Mira and Alaric entered together, accompanied only by Seer Athela and two wardbinders. They wore no armor, carried no weapons. Their power here was truth—and the risk was immense.
The creature turned toward them. It had no fixed form, but it defaulted now to a face Alaric recognized. His mother's. Worn and kind. The last shape it had stolen before the ambush.
Alaric didn't flinch.
"You can drop the mask," he said. "It won't work on us."
The creature blinked. Slowly, its form melted—swirling into something vaguely humanoid, genderless and slick as oil. Its voice when it came was like wind caught in a broken flute.
"You are not afraid."
Mira stepped forward. "We've lived with fear. We've bled with it. You're just another storm."
The creature tilted its head.
"I was born from your grief."
"No," Alaric corrected. "You stole grief. There's a difference."
It leaned forward until its face met the mirrored wall, and in its reflection flickered a dozen faces—some human, some monstrous, some lost.
"I am what remains," it whispered. "I wear your castoffs. I am the thread between."
"You're the Second Failed," Mira said. "But unlike the First… you think."
"I become," it replied. "Every death, a lesson.
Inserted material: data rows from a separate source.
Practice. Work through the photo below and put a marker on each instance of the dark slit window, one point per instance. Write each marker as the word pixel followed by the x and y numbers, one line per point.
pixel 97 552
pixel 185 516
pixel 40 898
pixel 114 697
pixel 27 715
Every sorrow, a seed. I watched your kind twist pain into purpose. So I grew."
Alaric crossed his arms. "Why the coast? Why now?"
"I sensed the Dreamwalker," it said, eyes flicking to Mira. "She is not sealed. Her thoughts are open. She gave me doors."
Mira's expression darkened. "You mean I baited you."
"No. You taught me. You showed me shapes. Now I know."
It shifted again, this time briefly into Alaric's form—but not recent. Younger. The boy before the curse. Before the war.
Mira stepped forward. "What is your goal?"
"To be," it said.
"Be what?"
"Anything better than what you are."
Silence followed.
Then Alaric asked quietly, "Who made you?"
It hesitated.
Then: "I do not remember."
"Try."
The creature shuddered.
The light around the Mirror Cage dimmed briefly as its body rippled. Images flickered on its surface like dreams caught in water.
A woman in black, whispering over a basin of blood.
A tree burning with silver fire.
A circle of wolves around a screaming sky.
Mira gasped. "That… that was the Temple of Howls. That was before the First War."
"You were made," Alaric said coldly. "You were a weapon."
"I was a seed," the creature whispered. "Planted in loss. Watered with time."
Alaric turned to Mira. "We need to go deeper. It doesn't remember, but its form does."
Mira hesitated. "You want me to dreamwalk into it?"
"Yes."
Athela paled. "That could destroy your mind."
"She's done worse," Alaric said, and looked to Mira. "Can you do it?"
She stepped to the mirror, eyes locked with the swirling mockery within.
"I won't go in alone. You'll anchor me."
Alaric nodded.
She took a deep breath, touched the mirrored wall—and fell in.